Message ID | 20191220143025.33853-1-andrew.murray@arm.com (mailing list archive) |
---|---|
Headers | show |
Series | arm64: KVM: add SPE profiling support | expand |
Hi Andrew, On Fri, Dec 20, 2019 at 02:30:07PM +0000, Andrew Murray wrote: > This series implements support for allowing KVM guests to use the Arm > Statistical Profiling Extension (SPE). > > It has been tested on a model to ensure that both host and guest can > simultaneously use SPE with valid data. E.g. > > $ perf record -e arm_spe/ts_enable=1,pa_enable=1,pct_enable=1/ \ > dd if=/dev/zero of=/dev/null count=1000 > $ perf report --dump-raw-trace > spe_buf.txt What happens if I run perf record on the VMM, or on the CPU(s) that the VMM is running on? i.e. $ perf record -e arm_spe/ts_enable=1,pa_enable=1,pct_enable=1/ \ lkvm ${OPTIONS_FOR_GUEST_USING_SPE} ... or: $ perf record -a -c 0 -e arm_spe/ts_enable=1,pa_enable=1,pct_enable=1/ \ sleep 1000 & $ taskset -c 0 lkvm ${OPTIONS_FOR_GUEST_USING_SPE} & > As we save and restore the SPE context, the guest can access the SPE > registers directly, thus in this version of the series we remove the > trapping and emulation. > > In the previous series of this support, when KVM SPE isn't supported > (e.g. via CONFIG_KVM_ARM_SPE) we were able to return a value of 0 to > all reads of the SPE registers - as we can no longer do this there isn't > a mechanism to prevent the guest from using SPE - thus I'm keen for > feedback on the best way of resolving this. When not providing SPE to the guest, surely we should be trapping the registers and injecting an UNDEF? What happens today, without these patches? > It appears necessary to pin the entire guest memory in order to provide > guest SPE access - otherwise it is possible for the guest to receive > Stage-2 faults. AFAICT these patches do not implement this. I assume that's what you're trying to point out here, but I just want to make sure that's explicit. Maybe this is a reason to trap+emulate if there's something more sensible that hyp can do if it sees a Stage-2 fault. Thanks, Mark.

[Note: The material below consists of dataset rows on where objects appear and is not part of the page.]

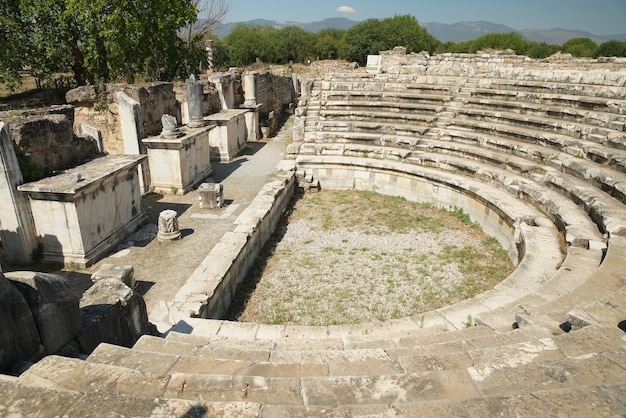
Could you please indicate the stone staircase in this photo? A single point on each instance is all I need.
(220, 369)
(544, 150)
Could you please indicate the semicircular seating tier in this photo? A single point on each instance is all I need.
(534, 151)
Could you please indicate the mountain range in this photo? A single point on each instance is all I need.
(455, 32)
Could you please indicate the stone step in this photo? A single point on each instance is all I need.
(57, 372)
(533, 136)
(600, 118)
(476, 110)
(205, 363)
(535, 152)
(608, 311)
(588, 96)
(17, 399)
(594, 400)
(609, 213)
(579, 266)
(149, 362)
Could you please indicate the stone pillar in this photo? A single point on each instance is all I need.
(170, 127)
(194, 102)
(211, 195)
(168, 226)
(249, 89)
(208, 45)
(17, 228)
(132, 133)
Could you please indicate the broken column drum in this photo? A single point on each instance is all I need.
(168, 226)
(211, 195)
(194, 102)
(170, 127)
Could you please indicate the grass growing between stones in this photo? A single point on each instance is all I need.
(348, 257)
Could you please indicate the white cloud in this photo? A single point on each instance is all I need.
(346, 9)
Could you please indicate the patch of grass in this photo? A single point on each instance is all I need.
(348, 271)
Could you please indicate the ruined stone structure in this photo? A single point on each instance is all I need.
(531, 150)
(48, 139)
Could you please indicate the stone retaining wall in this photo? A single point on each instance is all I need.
(210, 289)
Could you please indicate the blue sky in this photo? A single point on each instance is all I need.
(600, 17)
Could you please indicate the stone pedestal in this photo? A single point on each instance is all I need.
(85, 212)
(131, 124)
(211, 195)
(179, 164)
(252, 121)
(123, 273)
(17, 229)
(230, 135)
(194, 102)
(168, 226)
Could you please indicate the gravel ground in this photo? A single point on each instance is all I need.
(349, 257)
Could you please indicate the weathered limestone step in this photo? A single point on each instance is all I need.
(30, 401)
(578, 267)
(80, 376)
(587, 95)
(509, 355)
(602, 117)
(204, 363)
(608, 279)
(548, 374)
(419, 339)
(18, 399)
(538, 122)
(460, 345)
(518, 133)
(327, 356)
(609, 311)
(606, 400)
(390, 390)
(165, 346)
(590, 341)
(157, 364)
(270, 391)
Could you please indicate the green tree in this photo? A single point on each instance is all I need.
(14, 40)
(580, 47)
(246, 43)
(499, 41)
(541, 49)
(294, 44)
(372, 36)
(612, 48)
(102, 40)
(329, 43)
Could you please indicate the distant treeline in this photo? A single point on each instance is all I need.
(245, 43)
(94, 42)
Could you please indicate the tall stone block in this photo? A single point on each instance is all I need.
(17, 228)
(131, 123)
(19, 339)
(194, 101)
(53, 304)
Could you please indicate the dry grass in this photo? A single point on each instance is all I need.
(350, 257)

[fixing email addresses] Hi Andrew, On 2019-12-20 14:30, Andrew Murray wrote: > This series implements support for allowing KVM guests to use the Arm > Statistical Profiling Extension (SPE). Thanks for this. In future, please Cc me and Will on email addresses we can actually read. > It has been tested on a model to ensure that both host and guest can > simultaneously use SPE with valid data. E.g. > > $ perf record -e arm_spe/ts_enable=1,pa_enable=1,pct_enable=1/ \ > dd if=/dev/zero of=/dev/null count=1000 > $ perf report --dump-raw-trace > spe_buf.txt > > As we save and restore the SPE context, the guest can access the SPE > registers directly, thus in this version of the series we remove the > trapping and emulation. > > In the previous series of this support, when KVM SPE isn't supported > (e.g. via CONFIG_KVM_ARM_SPE) we were able to return a value of 0 to > all reads of the SPE registers - as we can no longer do this there > isn't > a mechanism to prevent the guest from using SPE - thus I'm keen for > feedback on the best way of resolving this. Surely there is a way to conditionally trap SPE registers, right? You should still be able to do this if SPE is not configured for a given guest (as we do for other feature such as PtrAuth). > It appears necessary to pin the entire guest memory in order to > provide > guest SPE access - otherwise it is possible for the guest to receive > Stage-2 faults. Really? How can the guest receive a stage-2 fault? This doesn't fit what I understand of the ARMv8 exception model. Or do you mean a SPE interrupt describing a S2 fault? And this is not just pinning the memory either. You have to ensure that all S2 page tables are created ahead of SPE being able to DMA to guest memory. This may have some impacts on the THP code... I'll have a look at the actual series ASAP (but that's not very soon). Thanks, M.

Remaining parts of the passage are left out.